The delegate I talked to is extremely dismayed by the current trend taking place at the talks. It seems as if the Copenhagen agreement is being fashioned so as to allow some secondary level of U.S. participation without ratification. In other words, U.S. NGOs, Senate staff (including some who I greatly respect), and country delegations have resigned themselves to the impossibility of U.S. ratification of any international climate agreement and are negotiating some way the U.S. can take some lesser action and save some face.
In nearly every major foreign policy fight in the Senate that I worked on, bursting the bubble of inevitable failure was the greatest obstacle to actual success. When John Bolton was nominated as UN Ambassador, the willingness of Democratic leaders to concede the likelihood that Bolton would be confirmed — combined with Republican leaders’ full assurances that they had the votes to confirm him — almost sealed the deal.

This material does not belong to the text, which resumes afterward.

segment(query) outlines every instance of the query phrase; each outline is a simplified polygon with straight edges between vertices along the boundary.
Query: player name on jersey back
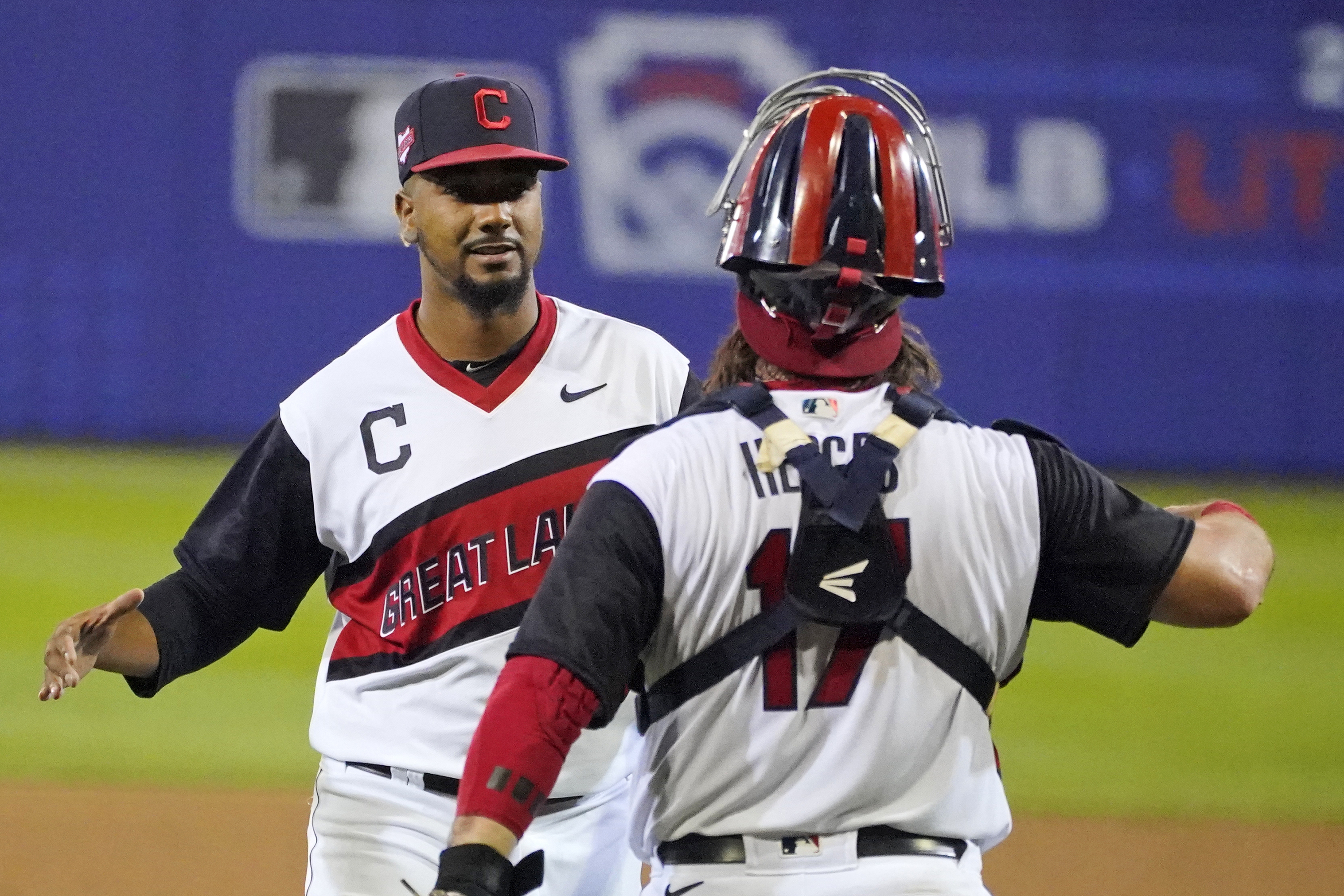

When he was nominated a second time, I was the first to actually count the votes on confirmation. Until I reported the votes weren’t there, Bolton’s confirmation was so universally assumed that even his most staunch opponents hadn’t devoted any time or attention to the issue (I looked the link to my original Bolton Watch post the vote count but apparently the old BW stuff at TPM Cafe has been taken down).
Ditto the Law of the Sea Convention, but without the happy ending as yet: though the votes were clearly there, the prediction that no floor time could possibly be allotted to approving the treaty ultimately became a self-fulfilling prophecy.
I’m concerned the same is happening now with a climate agreement that has not yet even been drafted. It seems that crafting an exception to the agreement only hurts the prospects of full U.S. participation. I would like to hear the counter-argument (from the point of view of civil society), so if you are of the opposing view, please do post in comments or send me e-mail.
Yes, ratification would be an extremely tough battle. But it’s precisely the kind of policy battle that can be used to leverage real, lasting political change. Robust solutions to global warming are fast becoming a big political winner, and ratification of a major climate agreement is the kind of big, ambitious goal that organizers salivate over. Obviously, it would be nice if such an agreement could be agreed to by unanimous consent, but failing that, a contentious fight that mobilizes the grassroots on this issue is nothing to shy away from.
If that effort were to fail, it would still bring some much needed accountability to senators trapped in a 20th century mindset. And at that point there should be little doubt that the next President, either Obama or McCain, would move quickly to create acceptable alternative channels for participation, so I doubt much lasting damage would be done.
Who knows…ratification might actually succeed. Either way, it still seems far too early to rule out the possibility.